Лицу противопоставлено что-то «общее», без выраженного индивидуального начала. За «Я» следует «не-Я». Эти не только интонационные, но и смысловые контрасты подчеркнуты и оркестровкой. «Тема самоутверждения» отдана по преимуществу голосу духовых, в ответе — преобладают голоса струнных. Впрочем, контраст оркестровки запечатлен уже внутри «темы самоутверждения»: волевая «поступь» отдана четырем фаготам, тромбону, тубе, виолончелям и контрабасам, призыв — трубам.

Сколь обычны упреки Скрябину, что он писал «клавиры», а потом не совсем удачно их оркестровал, и это отразилось в «глуховатом» звуке первой части темы самоутверждения (особенно — у тромбона). Но этот «глухой» звук и нужен был композитору, чтобы ярче прозвучал «призыв» труб[68]: контраст «субъекта» и «предиката», «Я» и «есмь» — одна из основ драматургии Третьей симфонии. Этот принцип лежит в основании скрябинской мысли о мироздании.

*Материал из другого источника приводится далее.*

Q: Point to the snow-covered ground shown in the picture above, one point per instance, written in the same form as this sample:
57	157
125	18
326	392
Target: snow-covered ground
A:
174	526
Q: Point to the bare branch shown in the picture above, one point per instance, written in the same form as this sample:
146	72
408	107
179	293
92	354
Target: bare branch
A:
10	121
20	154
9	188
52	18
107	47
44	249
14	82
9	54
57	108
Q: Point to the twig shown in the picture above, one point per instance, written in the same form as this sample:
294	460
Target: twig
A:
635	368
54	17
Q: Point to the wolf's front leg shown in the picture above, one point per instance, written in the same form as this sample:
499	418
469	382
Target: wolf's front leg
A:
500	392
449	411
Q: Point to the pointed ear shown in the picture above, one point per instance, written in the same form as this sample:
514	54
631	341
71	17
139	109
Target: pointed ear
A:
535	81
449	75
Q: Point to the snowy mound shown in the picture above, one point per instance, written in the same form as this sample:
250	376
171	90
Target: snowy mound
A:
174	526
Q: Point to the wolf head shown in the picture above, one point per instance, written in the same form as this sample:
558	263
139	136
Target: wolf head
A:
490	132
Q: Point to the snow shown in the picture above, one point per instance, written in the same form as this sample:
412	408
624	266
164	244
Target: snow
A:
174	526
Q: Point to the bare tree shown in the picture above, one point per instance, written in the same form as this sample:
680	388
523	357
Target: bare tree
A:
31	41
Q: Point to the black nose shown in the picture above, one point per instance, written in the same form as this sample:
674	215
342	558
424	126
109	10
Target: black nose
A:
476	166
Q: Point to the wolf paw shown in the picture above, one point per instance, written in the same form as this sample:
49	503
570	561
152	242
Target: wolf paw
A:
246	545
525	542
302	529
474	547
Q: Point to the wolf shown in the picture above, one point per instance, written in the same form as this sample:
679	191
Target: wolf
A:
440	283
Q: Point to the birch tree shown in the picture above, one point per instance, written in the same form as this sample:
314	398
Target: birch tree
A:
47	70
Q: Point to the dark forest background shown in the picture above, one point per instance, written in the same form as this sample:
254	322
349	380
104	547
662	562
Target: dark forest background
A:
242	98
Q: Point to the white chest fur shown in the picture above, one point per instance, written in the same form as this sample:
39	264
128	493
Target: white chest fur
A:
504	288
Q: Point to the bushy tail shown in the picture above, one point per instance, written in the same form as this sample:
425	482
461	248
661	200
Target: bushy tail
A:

Путешествие по музыкальному произведению… Вслушиваясь в музыку с партитурой в руках, вдруг улавливаешь: в начальном постулате «Я есмь!» первично вовсе не подлежащее («Я»), а сказуемое («есмь»). «Тема самоутверждения» проходит по всей симфонии, но возглас труб способен обособиться, звучать и без «поступи» «Я». И если «Я» проводится лишь в «утвердительных» эпизодах поэмы, то «есмь» — везде и всюду, «есмь» звучит чаще и настойчивей, врываясь в различные музыкальные эпизоды, то будто напоминая о себе, то «переламывая» движение музыки, то давая ей новые силы. Этот зов пронизывает все части, иногда укорачиваясь до ритмически «пульсирующей», повторяющейся одной ноты: длинная — короткая — длинная, и становится «энергетическим полем» симфонии: все так или иначе рождается от «есмь», от этого волевого начала Вселенной.